それがしの名はシロと申す。本日はアリシア殿にたっての願いがあってここにまかりこした次第でござる」

「あーもう。堅苦しい口調は我慢するけど、態度位はこっちに合わせなさいよ」


 他人を正座させておいて、物理的に上から目線でしゃべる趣味など持っていない。


「む? そうでござるか?」

「そんなもんよ。いいからとっとと立って頂戴」


 私がそう促すとシロは渋々立ち上がりこう言った。


「それで、本日の嘆願なのでござるが、それがしの村で行われる収穫祭の賓客としてルード度様にお越しいただきたいのでござる」

「なんだ、そんなことなの?」

「そんなこと、とアリシア殿がおっしゃるのも無理はないではござろうが、それがし達にとっては生き神様を迎える大事な儀でござる。
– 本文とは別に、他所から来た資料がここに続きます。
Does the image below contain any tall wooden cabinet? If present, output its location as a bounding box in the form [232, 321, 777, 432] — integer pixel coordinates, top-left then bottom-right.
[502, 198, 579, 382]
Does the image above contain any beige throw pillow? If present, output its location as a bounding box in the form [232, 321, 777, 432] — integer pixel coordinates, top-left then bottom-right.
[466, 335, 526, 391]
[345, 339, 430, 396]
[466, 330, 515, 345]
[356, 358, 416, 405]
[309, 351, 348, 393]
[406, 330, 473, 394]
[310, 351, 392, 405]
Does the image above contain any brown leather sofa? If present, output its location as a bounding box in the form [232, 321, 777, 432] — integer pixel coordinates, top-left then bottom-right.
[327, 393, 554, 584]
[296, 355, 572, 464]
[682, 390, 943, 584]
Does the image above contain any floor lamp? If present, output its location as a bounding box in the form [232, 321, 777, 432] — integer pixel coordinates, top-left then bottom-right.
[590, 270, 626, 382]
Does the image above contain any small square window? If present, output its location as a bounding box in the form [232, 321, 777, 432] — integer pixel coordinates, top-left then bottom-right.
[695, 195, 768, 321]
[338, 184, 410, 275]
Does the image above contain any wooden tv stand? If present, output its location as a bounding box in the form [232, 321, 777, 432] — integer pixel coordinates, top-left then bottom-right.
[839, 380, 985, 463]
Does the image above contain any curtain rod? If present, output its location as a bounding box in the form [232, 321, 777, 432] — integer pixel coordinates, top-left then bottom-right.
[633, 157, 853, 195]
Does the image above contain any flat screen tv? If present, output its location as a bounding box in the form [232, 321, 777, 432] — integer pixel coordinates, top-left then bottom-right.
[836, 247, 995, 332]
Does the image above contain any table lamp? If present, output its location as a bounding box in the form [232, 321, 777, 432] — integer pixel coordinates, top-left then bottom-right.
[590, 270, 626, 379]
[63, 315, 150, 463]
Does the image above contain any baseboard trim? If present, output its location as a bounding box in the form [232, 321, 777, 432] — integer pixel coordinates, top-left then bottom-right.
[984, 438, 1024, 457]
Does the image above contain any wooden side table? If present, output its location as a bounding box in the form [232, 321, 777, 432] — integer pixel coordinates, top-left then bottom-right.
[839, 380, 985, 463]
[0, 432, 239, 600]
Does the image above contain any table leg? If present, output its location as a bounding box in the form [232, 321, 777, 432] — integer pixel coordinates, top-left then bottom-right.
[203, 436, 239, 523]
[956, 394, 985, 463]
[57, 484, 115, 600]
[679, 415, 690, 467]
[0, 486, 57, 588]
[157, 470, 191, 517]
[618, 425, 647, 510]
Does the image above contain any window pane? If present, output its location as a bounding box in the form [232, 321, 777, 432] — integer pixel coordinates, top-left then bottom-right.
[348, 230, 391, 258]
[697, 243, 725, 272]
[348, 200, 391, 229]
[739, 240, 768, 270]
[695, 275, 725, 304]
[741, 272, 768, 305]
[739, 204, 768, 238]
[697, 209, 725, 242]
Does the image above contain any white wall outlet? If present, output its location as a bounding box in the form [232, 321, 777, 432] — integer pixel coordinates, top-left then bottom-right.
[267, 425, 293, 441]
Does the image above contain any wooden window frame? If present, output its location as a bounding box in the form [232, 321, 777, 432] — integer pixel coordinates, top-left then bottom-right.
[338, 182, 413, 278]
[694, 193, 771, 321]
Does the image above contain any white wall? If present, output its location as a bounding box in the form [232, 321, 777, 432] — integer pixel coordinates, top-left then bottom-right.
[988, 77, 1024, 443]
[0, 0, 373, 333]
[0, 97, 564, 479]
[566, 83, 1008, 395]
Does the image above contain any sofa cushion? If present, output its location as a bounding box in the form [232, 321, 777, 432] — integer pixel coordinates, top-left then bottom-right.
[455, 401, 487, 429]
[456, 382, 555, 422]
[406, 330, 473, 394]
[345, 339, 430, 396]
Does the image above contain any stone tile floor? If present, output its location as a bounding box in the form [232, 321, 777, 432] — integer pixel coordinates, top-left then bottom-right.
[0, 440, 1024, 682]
 けして無礼な行いはやり申さん。もし万が一のことがあればこの腹かっさばく次第にござる!」


 シロはそう言うと勢いよく上着をめくり上げる。


「あーあー、そんなのいらないって、いいから可愛いお腹をしまいなさい」


 人様のモツをみて喜ぶような趣味はない。


「そんなことよりもよ、もっと大切なものがあるでしょう?」


 私はそう言って、親指と人差し指で円を描く。

 それを見たシロは今までの態度が嘘のようにシュンと縮こまった。


「う……それが、それがし達の村はひなびた田舎の寒村。一言でいえば限界集落という奴でござって……」

「なによ、出すもの出せなきゃ、こっちも出せないわよー」

「うっ……うう……村中からかき集めてきてこれだけでござる……。後は現物支給という事で何とか勘弁いただけぬでござらぬか……」


 そういいシロが懐から取り出してきたのは、古びた、けど大切に扱ってきたのが良く分かる小袋だった。

 私は手渡されたそれの中身を改める。


 それは、私が診療所(もどき)で稼ぎだす一日分の金額と言った感じだった。


「ほーん。こんなもんねー。アンタたちの神様とやらに懸ける思いってのはこの程度のものなんだー」

「うう……申し訳ない……」


 見る見るうちに小さくなっていくシロ。

 私がその様子をニヤニヤと眺めていると、そばに立っていたソノラがため息交じりにこう言った。


「はぁ、いじめるのもそこらへんにしてあげたら、貧乏の苦しさは誰よりもあなたが一番わかってるでしょ?」

「誰が無一文よ! 誰が!」


 反射的に怒鳴り返してしまったが、正確には無一文よりなおたちが悪い借金持ちだった。


「はぁ、分かったわよ」


 私がそう言うと、シロはがばりと顔を上げた。


「いいわ、行ってあげる。その代わり言っておくけど、ルードが食べる量は半端ないわよ?」

「かっ、かたじけないでござるーー!」

「わぷっ⁉ 抱き着くな! 離れなさい! ってか顔を舐めるなーーー!」


 こうして、感極まったシロに抱き着かれた私は、彼女の人狼族としての身体能力を強制的に味わされたのであった。